Let's discuss how different I am compared to all these studies discussing sleep hygiene.  When I was 21 working two jobs (see how lazy I am), running on 4 hours of sleep a night between the two jobs, living on my own trying to make a life for myself, and eating nothing but a Fast Food meal once daily, I was the thinnest I have ever been in my life at 129 pounds and 5'7-3/4". Go figure. Now I'm in my early 40s, spent the last 12 years having babies and working around their needs, got about the same amount of sleep each night, 4 hours nightly, and ate a homemade meal once daily, and I gained 5 pounds per year.  Funny, isn't it?  While I like to joke and say I'm going back to the old days of Fast Food once daily, I know the difference is mainly in that my second job then was as a running sports bar waitress, and while I run after kids all day, my main and only job today is stuck at a desk chained to a computer.  Back then the 4 hours of sleep seemed to be just fine for me.  Over the last few months I decided to make sleep a priority and I'm losing weight and feeling great on 7 hours a night, all while eating 5 to 6 times a day.

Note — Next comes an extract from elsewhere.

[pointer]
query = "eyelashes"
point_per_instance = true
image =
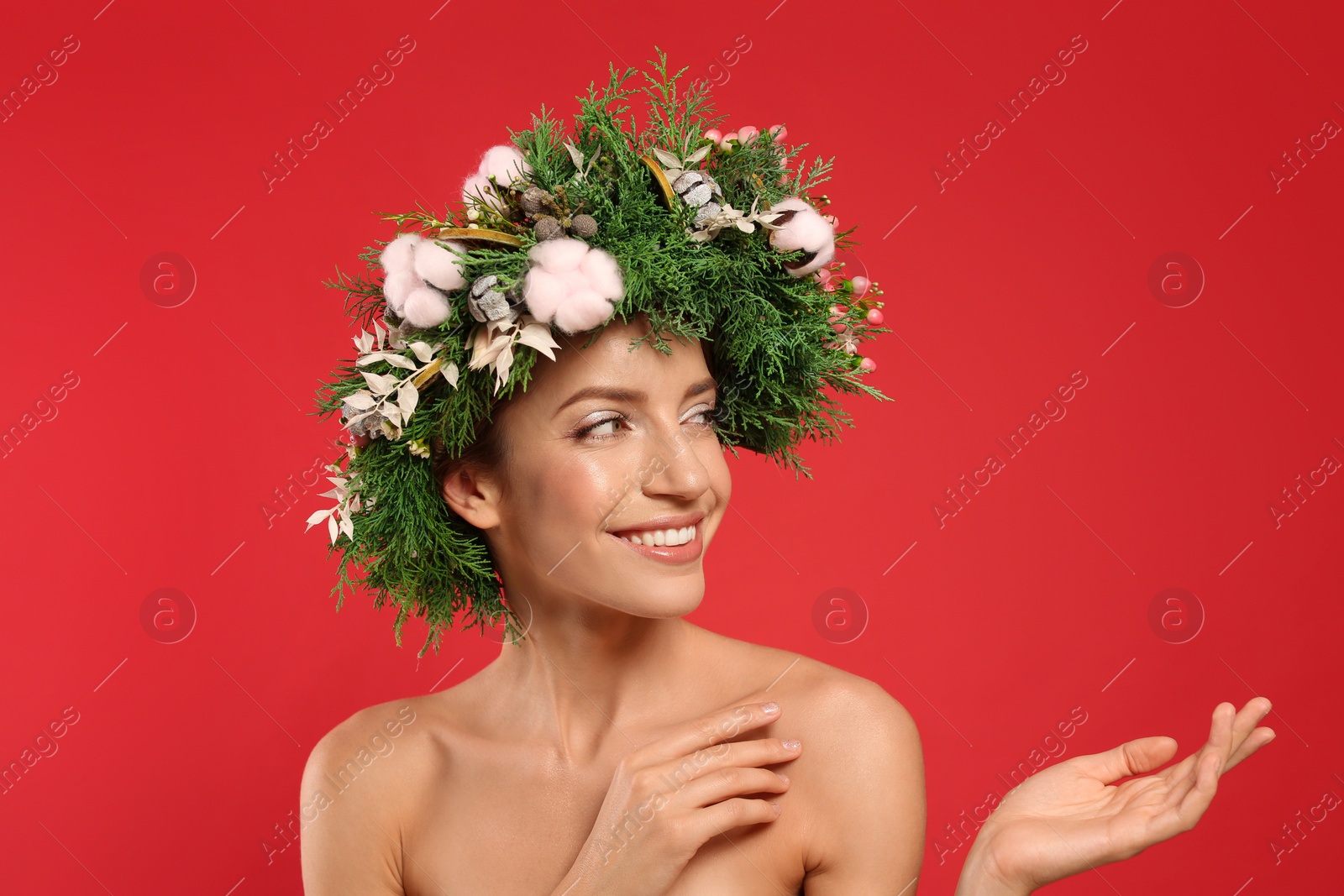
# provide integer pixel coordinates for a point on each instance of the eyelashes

While I much preferred how much I could get accomplished once my kids and husband were asleep, even if I had chosen a moment or many of silence in lieu of an accomplishment, I had to get real honest with myself and snap out of the denial I didn't even know I was in.  My denial was in refusing to recognize how much I was harming my health by pushing myself so hard continually, for feeling guilty about not accomplishing something on my mental to-do list.  It is what it is.  Our bodies are machines and all machines burn up and out eventually, some faster than others.  I'm choosing to care for mine a little more than I ever have the first half (hopefully this is half) of my life.  You should do the same. 

If I am an overachiever so willing to forfeit a full-night's sleep, am I really a sluggish or lazy person as society labels me? I don't think so. I'm willing to bet money that I was running circles of accomplishments around all the skinny working moms out there. ;)

What's your take on the sleep issue?